Владимир Федорович недолго пребывал в Сенате. Он попросился в строй. И принял под команду Сибирский полк. В боях застенчив не был. И в действующей армии он действовал, покамест империя и император не отреклись столь обоюдно.

Опять он появился на Каменноостровском. В тот день, когда звенели на проспекте ребячьи голоса: "Ученье свет, а неученье – тьма!": происходила демонстрация в честь Первомая. Джунковский грустно улыбался. Точь-в-точь как мой кузен, когда рассказывал: метелица, проулок, два гимназиста, скособочась, несут портрет Чайковского, добытый впопыхах, и каркают картаво: "Долой самодегжавие! Самодегжавие долой!".

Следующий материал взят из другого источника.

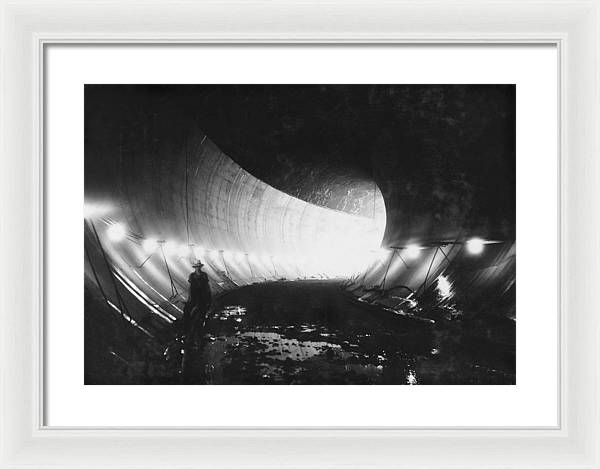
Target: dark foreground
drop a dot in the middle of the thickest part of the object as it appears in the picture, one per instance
(306, 332)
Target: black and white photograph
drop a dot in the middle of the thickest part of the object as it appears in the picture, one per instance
(300, 234)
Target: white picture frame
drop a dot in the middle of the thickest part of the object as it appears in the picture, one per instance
(27, 27)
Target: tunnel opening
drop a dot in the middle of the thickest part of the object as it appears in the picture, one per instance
(357, 263)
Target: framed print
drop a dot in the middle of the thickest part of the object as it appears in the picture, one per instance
(236, 235)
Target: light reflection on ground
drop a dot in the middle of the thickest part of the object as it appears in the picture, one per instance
(311, 333)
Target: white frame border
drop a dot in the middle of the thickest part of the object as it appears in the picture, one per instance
(28, 26)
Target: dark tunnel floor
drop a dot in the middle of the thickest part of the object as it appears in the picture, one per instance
(312, 332)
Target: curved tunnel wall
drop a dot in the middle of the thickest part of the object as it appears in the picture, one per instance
(153, 222)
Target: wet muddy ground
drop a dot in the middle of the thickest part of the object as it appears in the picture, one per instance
(307, 332)
(313, 332)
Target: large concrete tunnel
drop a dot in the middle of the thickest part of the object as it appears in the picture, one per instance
(249, 184)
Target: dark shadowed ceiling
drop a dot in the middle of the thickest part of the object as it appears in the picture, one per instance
(443, 156)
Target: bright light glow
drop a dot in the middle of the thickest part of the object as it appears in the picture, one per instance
(475, 246)
(149, 245)
(116, 232)
(94, 210)
(444, 287)
(382, 254)
(412, 251)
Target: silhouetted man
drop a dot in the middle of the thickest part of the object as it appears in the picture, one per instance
(199, 298)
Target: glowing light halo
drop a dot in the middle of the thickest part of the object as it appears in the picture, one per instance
(475, 246)
(149, 245)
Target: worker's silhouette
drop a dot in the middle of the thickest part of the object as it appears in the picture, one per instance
(199, 298)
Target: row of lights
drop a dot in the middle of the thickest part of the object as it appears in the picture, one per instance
(116, 232)
(474, 246)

Моя свояченица, как встарь, встречала генерала на проспекте. Он не менялся: жесткие усы, глаза серо-голубые, чистые, честные; лицом и статью– порода и значительность. Потом она его уж не видала. Брат и сестра Джунковские сменили Питер на Москву. Он был когда-то московским губернатором, в долгополой николаевской шинели летал в пыли снегов на сером в яблоках.

Да, жили на Арбате. Сестра Авдотья тоже, как и брат, "вся была в отставках": бывшая фрейлина, бывшая попечительница обществ женского патриотического и сестер милосердия… Ах, Арбат, не ваш Арбат. И от которого и чувства не осталось, как не осталось ни извозчика, ни жесткой травки меж булыжников. А пешеход пугливо жался к облупленным фасадам.

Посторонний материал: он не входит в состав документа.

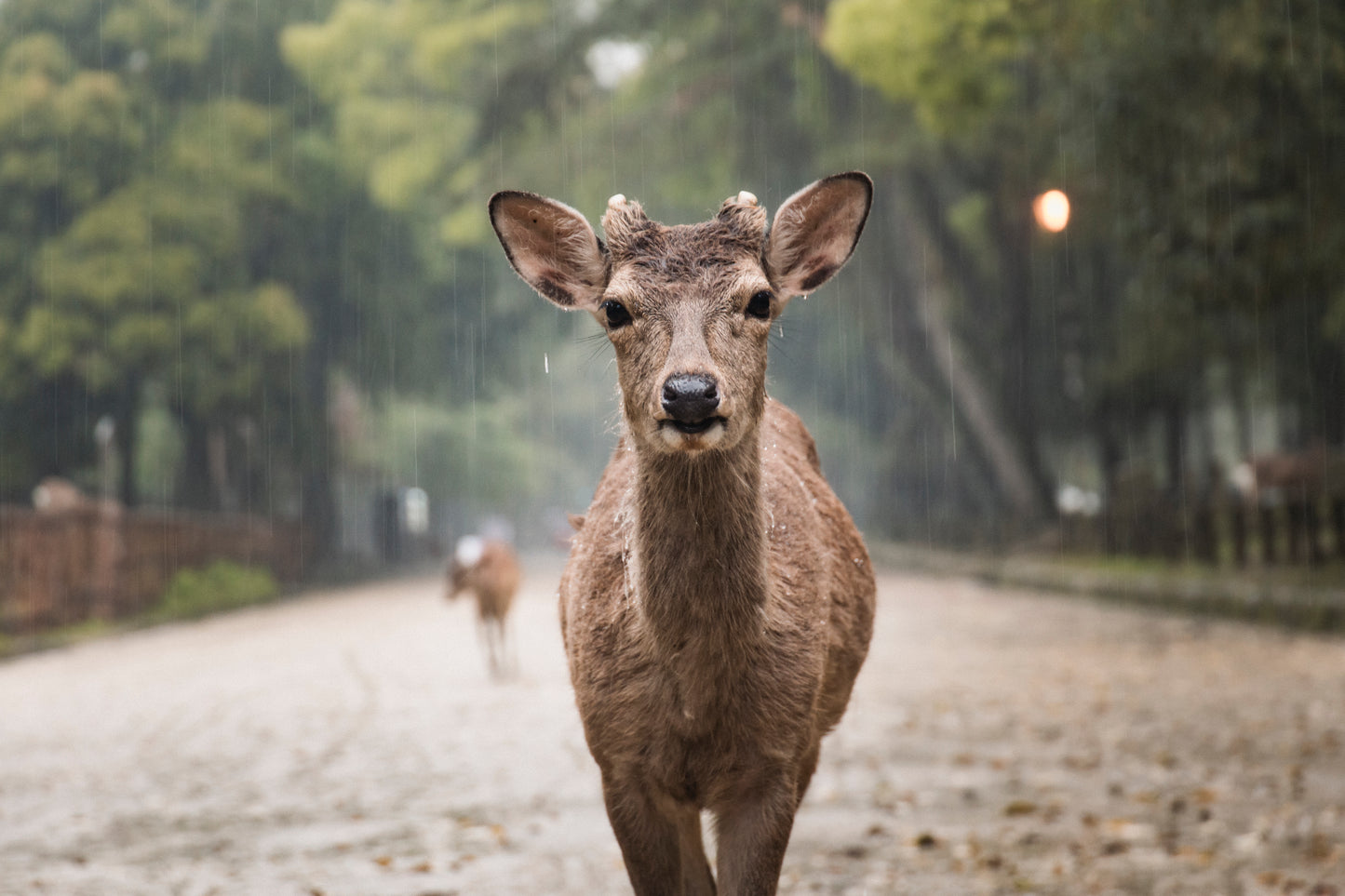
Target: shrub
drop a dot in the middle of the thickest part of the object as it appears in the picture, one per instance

Джунковские помаленьку проживали родовые. Нет, не полтавское имение, а камешки, колечки, брошки. Все то, что прежде считалось безделушками, а после катастрофы – насущными калориями. Но настоящим гнетом было ожидание ареста. Процедуру недавно упростили кронштадтские матросы. Загонят скопом в какой-нибудь подвал, и бас, привычный над реями реять, возвещает: "У каждого из вас, буржуи, всегда припрятано на черный день. Теперича вы, белые, выкладывайте в пользу красных". Такое вот купанье Красного Коня.

Фронтовая храбрость Джунковского храбростью не считалась. Война-то оказалась империалистской. Отечество было только у джунковских, у пролетариев отечества не было. Теперь вот появилось, но с эпитетом: "социалистическое". Здесь, в старинном квартале, комиссары, вооружившись ордерами, врывались в каждый дом. Начиналась эпоха великого оледенения и уплотнения. Фамилия моего сослуживца, капитан-лейтенанта, а потом военмора, жила в квартире из шести комнат на Мойке, у Синего моста. Процесс пошел, и почтенное старорусское семейство оказалось в полутора комнатах, и это привело моего приятеля к оригинальным соображениям, заслуживающим внимания ЧК: он полагал, что социализм следует возводить в согласьи с геометрией Лобачевского. Что до "геометрии" Джунковского, то оная, вероятно, пошла наискосяк. Точнее не могу определить. Тут уж не Гегель, а тут уж Гоголь. Вот кто не утруждался разысканиями, а просто-напросто сообщал читателю: мол, все происшествие совершенно закрывается туманом, и что было потом – решительно неизвестно. Похоже, так, но все же кое-что известно.